Coming to you live, from unsecured webcams
MORE than 785 webcam feeds from living rooms, bedrooms, offices, warehouses and shops around Singapore are being streamed live on the Internet.
Russian website Insecam.com claims to have aggregated video feeds from over 73,000 webcams from around the world and published them.
The feeds are taken off publicly accessible servers using the cameras' default passwords, which give new users access to the devices. Owners are usually reminded to change the password once they have the cameras up and running.
The feeds are from closed-circuit TV and Internet Protocol (IP) cameras used at home or in the office to monitor activities, and are not from cameras found on laptops, tablets or computers.
While random links to unsecured IP camera feeds have been available online, this is the first time an aggregator has collected feeds from around the world and hosted them on a website.
Most locations from Singapore are single-camera set-ups, although there are several homes and offices with four or eight cameras showing the surroundings.
The site lists the brand of the IP camera, and the default password used to access the feed.
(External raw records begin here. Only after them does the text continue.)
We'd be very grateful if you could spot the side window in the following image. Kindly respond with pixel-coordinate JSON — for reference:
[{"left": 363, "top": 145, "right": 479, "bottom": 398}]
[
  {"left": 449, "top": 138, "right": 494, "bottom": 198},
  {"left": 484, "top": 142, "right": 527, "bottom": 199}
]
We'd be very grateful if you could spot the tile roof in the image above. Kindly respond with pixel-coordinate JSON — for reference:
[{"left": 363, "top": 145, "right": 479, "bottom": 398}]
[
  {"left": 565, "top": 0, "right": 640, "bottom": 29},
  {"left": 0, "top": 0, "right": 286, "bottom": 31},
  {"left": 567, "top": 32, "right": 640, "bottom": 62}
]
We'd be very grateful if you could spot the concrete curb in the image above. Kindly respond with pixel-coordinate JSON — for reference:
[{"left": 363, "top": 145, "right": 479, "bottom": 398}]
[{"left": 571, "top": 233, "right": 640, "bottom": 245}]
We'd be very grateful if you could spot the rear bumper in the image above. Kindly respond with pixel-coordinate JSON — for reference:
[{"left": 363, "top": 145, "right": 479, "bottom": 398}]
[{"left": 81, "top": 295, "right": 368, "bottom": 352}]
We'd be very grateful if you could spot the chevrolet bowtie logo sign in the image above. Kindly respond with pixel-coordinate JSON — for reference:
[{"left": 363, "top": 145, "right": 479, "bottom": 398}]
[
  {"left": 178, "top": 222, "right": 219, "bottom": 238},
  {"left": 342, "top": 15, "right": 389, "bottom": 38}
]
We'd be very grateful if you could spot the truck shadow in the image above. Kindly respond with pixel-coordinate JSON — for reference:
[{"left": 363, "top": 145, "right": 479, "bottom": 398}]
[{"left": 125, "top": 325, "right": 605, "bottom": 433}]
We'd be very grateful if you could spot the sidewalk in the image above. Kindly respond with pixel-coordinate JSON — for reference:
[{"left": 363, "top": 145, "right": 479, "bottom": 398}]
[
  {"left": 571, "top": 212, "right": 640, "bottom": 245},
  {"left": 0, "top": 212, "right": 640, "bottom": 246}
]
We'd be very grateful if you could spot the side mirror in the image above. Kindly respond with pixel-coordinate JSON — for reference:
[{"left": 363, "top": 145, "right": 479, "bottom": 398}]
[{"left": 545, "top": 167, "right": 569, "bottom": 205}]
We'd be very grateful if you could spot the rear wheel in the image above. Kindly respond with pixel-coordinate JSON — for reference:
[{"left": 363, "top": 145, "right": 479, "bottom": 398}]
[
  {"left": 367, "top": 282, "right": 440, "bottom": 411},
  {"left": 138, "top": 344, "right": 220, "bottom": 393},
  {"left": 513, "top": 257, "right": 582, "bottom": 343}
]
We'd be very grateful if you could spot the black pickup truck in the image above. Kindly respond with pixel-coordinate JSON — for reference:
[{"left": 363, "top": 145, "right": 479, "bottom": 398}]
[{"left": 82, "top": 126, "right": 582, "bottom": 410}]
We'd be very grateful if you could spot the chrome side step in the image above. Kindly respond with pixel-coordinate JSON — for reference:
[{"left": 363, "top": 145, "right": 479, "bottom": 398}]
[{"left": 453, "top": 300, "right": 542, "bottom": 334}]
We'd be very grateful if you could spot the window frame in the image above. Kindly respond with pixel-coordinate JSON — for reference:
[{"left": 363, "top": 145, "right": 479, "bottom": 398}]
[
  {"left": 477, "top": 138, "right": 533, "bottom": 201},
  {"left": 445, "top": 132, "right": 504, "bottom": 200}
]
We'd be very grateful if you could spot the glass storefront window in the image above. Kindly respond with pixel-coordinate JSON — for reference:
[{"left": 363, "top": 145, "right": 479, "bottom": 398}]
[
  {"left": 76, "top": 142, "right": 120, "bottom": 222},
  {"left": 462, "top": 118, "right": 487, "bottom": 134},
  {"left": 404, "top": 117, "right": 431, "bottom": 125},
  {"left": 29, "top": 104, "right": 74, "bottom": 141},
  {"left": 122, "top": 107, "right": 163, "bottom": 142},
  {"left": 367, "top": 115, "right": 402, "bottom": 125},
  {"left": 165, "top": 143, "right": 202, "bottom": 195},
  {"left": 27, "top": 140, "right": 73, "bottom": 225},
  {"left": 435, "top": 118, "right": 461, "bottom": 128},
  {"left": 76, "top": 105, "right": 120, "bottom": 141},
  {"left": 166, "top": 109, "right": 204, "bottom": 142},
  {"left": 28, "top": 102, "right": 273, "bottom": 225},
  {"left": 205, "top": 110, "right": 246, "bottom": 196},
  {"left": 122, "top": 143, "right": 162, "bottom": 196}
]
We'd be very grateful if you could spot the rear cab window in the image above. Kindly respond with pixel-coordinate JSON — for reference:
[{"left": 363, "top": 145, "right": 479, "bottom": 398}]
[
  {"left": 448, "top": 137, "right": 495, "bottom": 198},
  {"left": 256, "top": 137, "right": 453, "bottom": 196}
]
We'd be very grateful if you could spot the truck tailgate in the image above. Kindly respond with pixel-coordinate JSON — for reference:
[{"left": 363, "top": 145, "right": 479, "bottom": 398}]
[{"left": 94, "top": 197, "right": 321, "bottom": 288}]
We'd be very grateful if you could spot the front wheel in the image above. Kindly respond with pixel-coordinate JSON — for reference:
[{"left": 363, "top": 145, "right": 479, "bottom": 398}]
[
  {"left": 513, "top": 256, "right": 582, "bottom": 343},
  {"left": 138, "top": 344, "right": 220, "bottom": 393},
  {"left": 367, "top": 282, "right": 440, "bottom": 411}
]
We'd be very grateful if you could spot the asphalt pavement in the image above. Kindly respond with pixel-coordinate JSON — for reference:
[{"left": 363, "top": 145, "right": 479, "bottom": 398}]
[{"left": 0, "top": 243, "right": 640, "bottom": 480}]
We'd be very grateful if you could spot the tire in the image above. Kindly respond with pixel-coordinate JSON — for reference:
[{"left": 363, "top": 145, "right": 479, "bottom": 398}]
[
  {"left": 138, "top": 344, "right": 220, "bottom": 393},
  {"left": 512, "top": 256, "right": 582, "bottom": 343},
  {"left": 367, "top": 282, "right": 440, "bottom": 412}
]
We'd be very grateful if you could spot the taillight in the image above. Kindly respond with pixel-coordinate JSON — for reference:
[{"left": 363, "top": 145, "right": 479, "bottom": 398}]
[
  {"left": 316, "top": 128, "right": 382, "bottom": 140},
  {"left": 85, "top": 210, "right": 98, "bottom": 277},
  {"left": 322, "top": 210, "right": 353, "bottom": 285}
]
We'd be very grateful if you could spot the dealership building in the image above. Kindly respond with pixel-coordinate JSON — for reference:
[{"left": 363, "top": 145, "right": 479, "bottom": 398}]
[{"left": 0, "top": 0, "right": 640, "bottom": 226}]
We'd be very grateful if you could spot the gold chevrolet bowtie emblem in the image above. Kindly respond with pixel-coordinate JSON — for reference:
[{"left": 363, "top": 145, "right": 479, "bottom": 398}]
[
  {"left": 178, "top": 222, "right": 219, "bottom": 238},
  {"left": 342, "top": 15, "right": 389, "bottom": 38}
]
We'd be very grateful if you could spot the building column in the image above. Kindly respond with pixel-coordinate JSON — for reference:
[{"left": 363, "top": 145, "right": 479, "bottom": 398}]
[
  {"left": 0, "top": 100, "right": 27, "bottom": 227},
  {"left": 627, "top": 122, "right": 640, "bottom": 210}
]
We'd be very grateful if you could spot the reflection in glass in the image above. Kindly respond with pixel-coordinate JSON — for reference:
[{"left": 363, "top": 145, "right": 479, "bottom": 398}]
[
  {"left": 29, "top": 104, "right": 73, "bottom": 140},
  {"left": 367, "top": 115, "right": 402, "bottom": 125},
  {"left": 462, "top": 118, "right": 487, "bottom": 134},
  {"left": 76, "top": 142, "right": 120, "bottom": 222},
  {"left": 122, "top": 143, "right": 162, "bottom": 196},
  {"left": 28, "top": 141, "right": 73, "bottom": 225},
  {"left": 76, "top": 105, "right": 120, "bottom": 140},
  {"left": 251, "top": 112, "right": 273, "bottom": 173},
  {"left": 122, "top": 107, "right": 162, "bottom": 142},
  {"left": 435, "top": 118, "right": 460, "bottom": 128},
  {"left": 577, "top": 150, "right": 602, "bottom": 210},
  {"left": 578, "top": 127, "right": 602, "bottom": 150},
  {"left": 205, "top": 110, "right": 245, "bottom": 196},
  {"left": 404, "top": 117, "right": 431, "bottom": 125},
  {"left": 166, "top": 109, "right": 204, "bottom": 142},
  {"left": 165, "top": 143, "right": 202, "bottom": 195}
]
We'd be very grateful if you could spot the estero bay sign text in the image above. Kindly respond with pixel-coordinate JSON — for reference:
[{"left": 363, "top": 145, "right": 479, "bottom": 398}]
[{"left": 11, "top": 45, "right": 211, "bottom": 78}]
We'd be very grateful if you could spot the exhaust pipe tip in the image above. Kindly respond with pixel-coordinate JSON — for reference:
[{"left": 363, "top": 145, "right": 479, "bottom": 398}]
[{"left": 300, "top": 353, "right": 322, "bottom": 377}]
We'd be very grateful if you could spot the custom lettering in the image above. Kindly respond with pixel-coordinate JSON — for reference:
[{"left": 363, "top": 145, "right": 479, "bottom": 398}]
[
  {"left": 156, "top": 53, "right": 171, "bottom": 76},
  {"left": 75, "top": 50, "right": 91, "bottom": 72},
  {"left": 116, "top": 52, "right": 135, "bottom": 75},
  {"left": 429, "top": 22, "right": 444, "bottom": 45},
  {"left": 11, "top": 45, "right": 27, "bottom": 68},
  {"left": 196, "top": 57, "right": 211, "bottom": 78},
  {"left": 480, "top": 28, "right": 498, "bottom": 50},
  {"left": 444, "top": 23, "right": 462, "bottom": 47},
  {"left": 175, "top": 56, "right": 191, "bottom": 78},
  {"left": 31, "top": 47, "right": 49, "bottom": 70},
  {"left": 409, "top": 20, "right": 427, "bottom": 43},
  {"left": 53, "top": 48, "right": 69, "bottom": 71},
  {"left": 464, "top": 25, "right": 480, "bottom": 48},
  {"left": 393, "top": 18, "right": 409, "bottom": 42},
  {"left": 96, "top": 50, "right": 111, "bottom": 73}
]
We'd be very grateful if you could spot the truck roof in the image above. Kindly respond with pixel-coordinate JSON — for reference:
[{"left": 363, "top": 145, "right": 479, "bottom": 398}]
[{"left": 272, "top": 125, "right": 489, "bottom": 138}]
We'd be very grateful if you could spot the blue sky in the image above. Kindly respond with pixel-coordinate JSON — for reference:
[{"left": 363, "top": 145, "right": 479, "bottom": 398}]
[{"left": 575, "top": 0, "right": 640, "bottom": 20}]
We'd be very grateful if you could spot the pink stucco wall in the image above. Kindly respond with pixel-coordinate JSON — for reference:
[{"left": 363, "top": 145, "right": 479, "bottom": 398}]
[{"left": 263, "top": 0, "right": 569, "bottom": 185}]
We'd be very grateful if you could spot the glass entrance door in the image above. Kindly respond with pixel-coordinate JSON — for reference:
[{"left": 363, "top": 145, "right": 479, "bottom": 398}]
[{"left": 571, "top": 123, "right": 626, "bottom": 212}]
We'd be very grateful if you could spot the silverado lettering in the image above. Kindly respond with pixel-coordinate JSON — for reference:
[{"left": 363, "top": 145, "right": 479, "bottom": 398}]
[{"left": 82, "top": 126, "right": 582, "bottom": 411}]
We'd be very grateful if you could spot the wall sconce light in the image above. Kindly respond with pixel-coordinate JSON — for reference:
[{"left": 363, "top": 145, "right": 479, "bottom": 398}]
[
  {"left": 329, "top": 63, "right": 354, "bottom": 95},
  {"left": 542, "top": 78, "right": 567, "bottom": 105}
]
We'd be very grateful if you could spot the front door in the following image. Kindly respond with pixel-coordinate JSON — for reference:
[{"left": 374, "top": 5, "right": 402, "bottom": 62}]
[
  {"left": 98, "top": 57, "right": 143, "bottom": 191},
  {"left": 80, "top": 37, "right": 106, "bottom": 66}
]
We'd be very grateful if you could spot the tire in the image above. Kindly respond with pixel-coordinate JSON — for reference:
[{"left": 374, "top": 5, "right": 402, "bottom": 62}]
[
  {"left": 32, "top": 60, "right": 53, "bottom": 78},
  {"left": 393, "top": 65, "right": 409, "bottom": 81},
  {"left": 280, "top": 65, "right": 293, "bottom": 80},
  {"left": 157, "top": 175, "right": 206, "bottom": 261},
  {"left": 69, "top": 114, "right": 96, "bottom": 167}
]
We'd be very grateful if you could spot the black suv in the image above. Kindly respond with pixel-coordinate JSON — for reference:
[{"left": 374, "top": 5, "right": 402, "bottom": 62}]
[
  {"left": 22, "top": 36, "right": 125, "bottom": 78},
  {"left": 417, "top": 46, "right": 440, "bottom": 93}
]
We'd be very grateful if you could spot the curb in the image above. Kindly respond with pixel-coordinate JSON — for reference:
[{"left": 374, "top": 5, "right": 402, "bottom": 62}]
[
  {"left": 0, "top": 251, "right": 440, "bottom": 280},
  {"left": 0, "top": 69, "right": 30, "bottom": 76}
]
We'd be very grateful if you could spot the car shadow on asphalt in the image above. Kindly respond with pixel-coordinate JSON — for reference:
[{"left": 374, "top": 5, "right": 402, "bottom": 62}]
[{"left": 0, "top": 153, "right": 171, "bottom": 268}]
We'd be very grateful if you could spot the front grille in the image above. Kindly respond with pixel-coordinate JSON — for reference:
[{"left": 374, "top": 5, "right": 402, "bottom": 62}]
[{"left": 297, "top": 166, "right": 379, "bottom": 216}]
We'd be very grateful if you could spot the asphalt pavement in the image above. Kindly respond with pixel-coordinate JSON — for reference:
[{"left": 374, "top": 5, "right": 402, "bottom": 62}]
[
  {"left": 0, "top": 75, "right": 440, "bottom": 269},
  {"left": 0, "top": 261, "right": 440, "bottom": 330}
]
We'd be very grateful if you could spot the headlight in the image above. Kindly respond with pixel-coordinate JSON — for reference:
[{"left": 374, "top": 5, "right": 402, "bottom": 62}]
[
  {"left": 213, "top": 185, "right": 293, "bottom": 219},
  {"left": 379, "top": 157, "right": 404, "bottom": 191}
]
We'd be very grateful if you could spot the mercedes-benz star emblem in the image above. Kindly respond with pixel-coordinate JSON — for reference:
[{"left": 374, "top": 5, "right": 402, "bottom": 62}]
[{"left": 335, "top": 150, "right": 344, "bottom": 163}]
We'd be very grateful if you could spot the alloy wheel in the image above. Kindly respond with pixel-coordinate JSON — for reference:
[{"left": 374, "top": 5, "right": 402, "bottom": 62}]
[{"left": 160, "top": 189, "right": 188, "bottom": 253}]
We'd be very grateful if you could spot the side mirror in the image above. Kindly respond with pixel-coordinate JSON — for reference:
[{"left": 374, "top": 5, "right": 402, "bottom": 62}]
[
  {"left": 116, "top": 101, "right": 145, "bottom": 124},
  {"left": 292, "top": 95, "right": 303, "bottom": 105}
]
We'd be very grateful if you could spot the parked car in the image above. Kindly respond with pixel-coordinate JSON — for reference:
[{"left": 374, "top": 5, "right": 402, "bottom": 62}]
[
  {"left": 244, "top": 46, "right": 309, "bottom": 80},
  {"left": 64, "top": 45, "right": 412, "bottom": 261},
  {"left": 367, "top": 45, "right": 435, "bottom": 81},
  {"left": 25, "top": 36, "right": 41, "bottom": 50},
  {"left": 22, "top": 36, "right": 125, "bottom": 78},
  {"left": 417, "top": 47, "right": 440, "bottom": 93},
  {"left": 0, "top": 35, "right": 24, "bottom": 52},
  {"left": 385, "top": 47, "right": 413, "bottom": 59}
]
It also gives what it says are the geographic locations of the cameras.
Some listings even show the local zipcode, but not the full address of the camera's location.
According to security experts, it is likely that these webcams are not the more secure devices that use peer-to-peer protocols to prevent unauthorised access.
Wana Tun, regional technical evangelist from computer security vendor Sophos, said: "With little security features available on consumer-grade routers, the only security mechanism for these IP cameras is username and password... and these are shipped with a default username and password which anonymous users can obtain easily from the Internet."
The danger is not just with webcams, but also with most network devices, warned Eugene Teo, senior manager of security response at security firm Symantec.
He said: "There are search engines that allow people to do an online search for Internet-enabled devices ranging from security cameras to cars, home-heating systems and more.
"Although the search engine does not reveal vulnerabilities, it makes it easier for the devices to be found, which cyber criminals can then target and exploit."
According to online magazine Motherboard, which first reported on the Russian site last month, the alleged administrator of Insecam claimed that the site was meant to highlight poor user security and is not a tool for voyeurs.
The site's frequently asked questions page states that webcam owners can ask for their feed to be taken down. As of yesterday morning, several local feeds on the site have gone dark, while some no longer load.
To prevent webcams from being identified or accessed, IP camera makers recommend that owners change the password and not host the feeds on websites.
Jonathan Quek, product marketing director for camera-maker D-Link, said: "From our back end, we have ensured that the security is in place. But end users have to do their due diligence to change the password regularly, to enhance the protection."